Критик как художник (сборник) - страница 9
Дориан меняет душу на вещь, где вещью становится он сам, зато, по строгой диалектике, вещи, т. е. портрету, не остается ничего иного, как стать душой – страдающей, униженной, гибнущей. Всё больше тонущий в разврате и злодеяниях Дориан, как вещь, не меняется, зато сокрытая в темных закромах душа-портрет обращается сущим уродом. Эта старинная притча о закладе души вездесущему дьяволу заканчивается, как водится, плачевно, ибо по истинно дьявольской закономерности расплата мигом возвращает всё на свои места: вещь вновь обращается вещью, а человек погибает из-за уродства своей продажной души.[23] Эта удивительная история, в тайне открывающая новый мир символизма, не оставляет сомнения в том, что Уайльд с полной ясностью осознал, кто он и что же с ним происходит, а то, что это была именно поволенная судьба, вполне доказывает грянувший процесс над самим развратником-Уайльдом и последовавшая за этим горестная его расплата.[24] Опозоренный, брошенный, умирающий в изгнании, точно романтик столетней давности, Уайльд оставляет свидетельство о реабилитации души, озаглавленное по-библейски: «De profundis». Очевидно, чтобы взывать из глубины, нужна глубина – та самая, которую истово отменял эстетизм, выводя всё сокровенное в вещественную выраженность. Маятник, кажется, с силой качнулся обратно. Значит ли это, что Уайльд признал свои ошибки и раскаялся?

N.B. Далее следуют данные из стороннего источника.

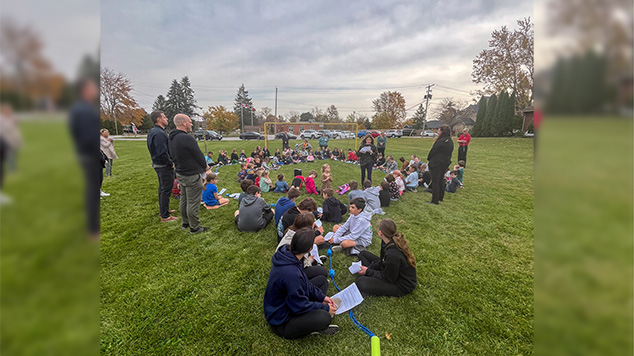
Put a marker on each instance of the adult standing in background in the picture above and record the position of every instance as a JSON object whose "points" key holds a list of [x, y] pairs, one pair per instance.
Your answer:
{"points": [[463, 145], [367, 155], [190, 165], [84, 128], [380, 143], [107, 147], [323, 141], [158, 145], [439, 158]]}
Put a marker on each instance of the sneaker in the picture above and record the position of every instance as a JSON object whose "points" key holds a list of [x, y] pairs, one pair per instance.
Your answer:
{"points": [[199, 230]]}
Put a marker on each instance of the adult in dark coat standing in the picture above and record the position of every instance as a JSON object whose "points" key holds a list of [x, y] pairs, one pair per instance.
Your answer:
{"points": [[367, 155], [439, 158], [158, 145]]}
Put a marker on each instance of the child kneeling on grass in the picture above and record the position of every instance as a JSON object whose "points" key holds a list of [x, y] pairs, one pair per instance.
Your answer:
{"points": [[254, 213], [393, 274], [356, 233], [210, 195], [293, 306]]}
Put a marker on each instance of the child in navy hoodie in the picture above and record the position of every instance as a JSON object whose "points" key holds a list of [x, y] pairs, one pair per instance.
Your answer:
{"points": [[293, 305]]}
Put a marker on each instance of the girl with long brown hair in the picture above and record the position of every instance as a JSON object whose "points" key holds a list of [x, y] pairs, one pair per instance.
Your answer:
{"points": [[393, 274]]}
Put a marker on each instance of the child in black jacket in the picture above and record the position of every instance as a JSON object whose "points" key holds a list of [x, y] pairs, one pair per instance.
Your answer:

Едва ли. Скорее, Уайльд, как подлинный гений из древнего до-буржуазного века, прошел все круги всех земных сфер, а вместе и срединных, небесных, чтобы в конце концов возвратиться к яркому свету поэзии. Не должно смущать то, что смерть его была так бесславна, ведь даже божественный Данте покинул этот лучший из миров не самым счастливым из смертных. Победы их – их творения, равные сотворению мира, где гений мироздания дублирует себя в исключительных индивидах. Так, сотворенный мир Уайльда – вполне реальный мир увядающей Европы в век эстетизма, трагедия которого в том, что декаданс – это его противоречивая сущность. Никогда еще прекрасное и омерзительное, благоухающее и смрадное, яркое и мрачное не плясали так тесно на этой земле.
Трагедия эстета в том, что он убил в себе романтика, оставив вместо души одного только гомункулуса – декадента. Своего рода образцовая логическая ошибка: ведь именно романтизм изобретает эстетику, и в нем она расцветает до высших своих форм – таких, как «Письма…» Шиллера или философия искусства Шеллинга, как личный гений Гете или, что уж там, немецкое открытие никому в Англии не нужного Шекспира. Эстет, наследник ветреного, часто глуповатого денди, взял свой эстетизм взаем, как Браммелл скопировал Байрона, забыв заплатить по счету. Не удосужившись усилием пере-открытия романтизма, он лишился того ведущего, что позволяет эстетике быть собой – той самой глубины, души или, почему нет, субъективности, которые, как взгляд бедного Пруста, не просто скользят по поверхности мертвых вещей, но наполняют их жизнью – т. е. самой глубиной одушевленной субъективности.